Marc Audibet to become design director at Vionnet
Marc Audibet to become design director at Vionnet By Suzy Menkes
Monday, June 18, 2007 (International Herald Tribune)
When Marc Audibet was 14 years old, he visited a Paris museum to see an exhibition of Paul Poiret. The presence of the legendary designer's elderly wife and an introduction to the curator, brought the stripling Audibet to a turning point in his life: a chance to see a cache of the work of Madeleine Vionnet.
"I was fascinated by the fluidity, the extraordinary intellectual play - don't forget that this was the era of Courrèges and of fashion architecture," says Audibet, 52, who went on to develop stretch Lycra with DuPont in the 1980s, to work with Miuccia Prada from 1990 to 1996, then at Hermès and Ferragamo.
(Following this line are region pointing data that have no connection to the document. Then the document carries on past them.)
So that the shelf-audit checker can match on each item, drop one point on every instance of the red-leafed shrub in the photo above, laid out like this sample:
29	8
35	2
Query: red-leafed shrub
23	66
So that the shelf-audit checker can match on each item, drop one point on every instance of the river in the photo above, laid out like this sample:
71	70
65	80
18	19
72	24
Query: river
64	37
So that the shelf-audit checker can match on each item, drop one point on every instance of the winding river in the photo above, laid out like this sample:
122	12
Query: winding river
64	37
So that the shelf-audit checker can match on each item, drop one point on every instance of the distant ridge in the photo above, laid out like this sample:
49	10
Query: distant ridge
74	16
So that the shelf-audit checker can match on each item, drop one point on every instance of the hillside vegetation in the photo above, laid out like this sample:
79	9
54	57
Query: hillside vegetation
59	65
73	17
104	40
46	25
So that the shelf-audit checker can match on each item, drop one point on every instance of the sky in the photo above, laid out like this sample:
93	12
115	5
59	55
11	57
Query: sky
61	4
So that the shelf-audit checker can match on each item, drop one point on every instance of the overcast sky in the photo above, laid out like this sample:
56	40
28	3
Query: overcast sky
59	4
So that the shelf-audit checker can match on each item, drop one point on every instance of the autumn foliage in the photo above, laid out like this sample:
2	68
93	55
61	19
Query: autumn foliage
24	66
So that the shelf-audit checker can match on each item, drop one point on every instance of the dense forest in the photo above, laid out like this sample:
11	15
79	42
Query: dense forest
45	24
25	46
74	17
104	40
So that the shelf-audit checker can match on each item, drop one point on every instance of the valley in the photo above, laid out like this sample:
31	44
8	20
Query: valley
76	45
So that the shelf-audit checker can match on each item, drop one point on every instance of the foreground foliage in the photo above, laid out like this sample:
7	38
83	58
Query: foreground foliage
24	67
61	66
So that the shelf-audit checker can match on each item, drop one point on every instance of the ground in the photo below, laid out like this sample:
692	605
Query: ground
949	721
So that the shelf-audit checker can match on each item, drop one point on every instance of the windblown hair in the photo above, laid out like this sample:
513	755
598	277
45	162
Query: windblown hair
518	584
Now Audibet is coming back to his first love as design director at Vionnet. The fact that his mother was a dancer meant that he was fascinated by "the idea of liberty of movement" and he says that Vionnet's fluid, bias cut dresses fit precisely with his own aesthetic.
"My work started with Vionnet, via McCardle," he says, referring Claire McCardle, the American inventor of feminized sportswear.
The Vionnet label was dusted off last year by its family owner and chairman, Arnaud de Lummen, who did an exclusive deal with Barney's New York, after picking the designer Sophia Kokosalaki. But she left after the Italian Diesel company invested in her own fledgling label.
Audibet says that he defines fashion designers as those from the school of construction - like Christian Dior and those who focused on the body, like Vionnet and Madame Grès. The former dealt in side seams, zippers and buttons. But he is with the latter's slithering ease - even if his tough mission is to capture couture draping as ready-to-wear in just six weeks.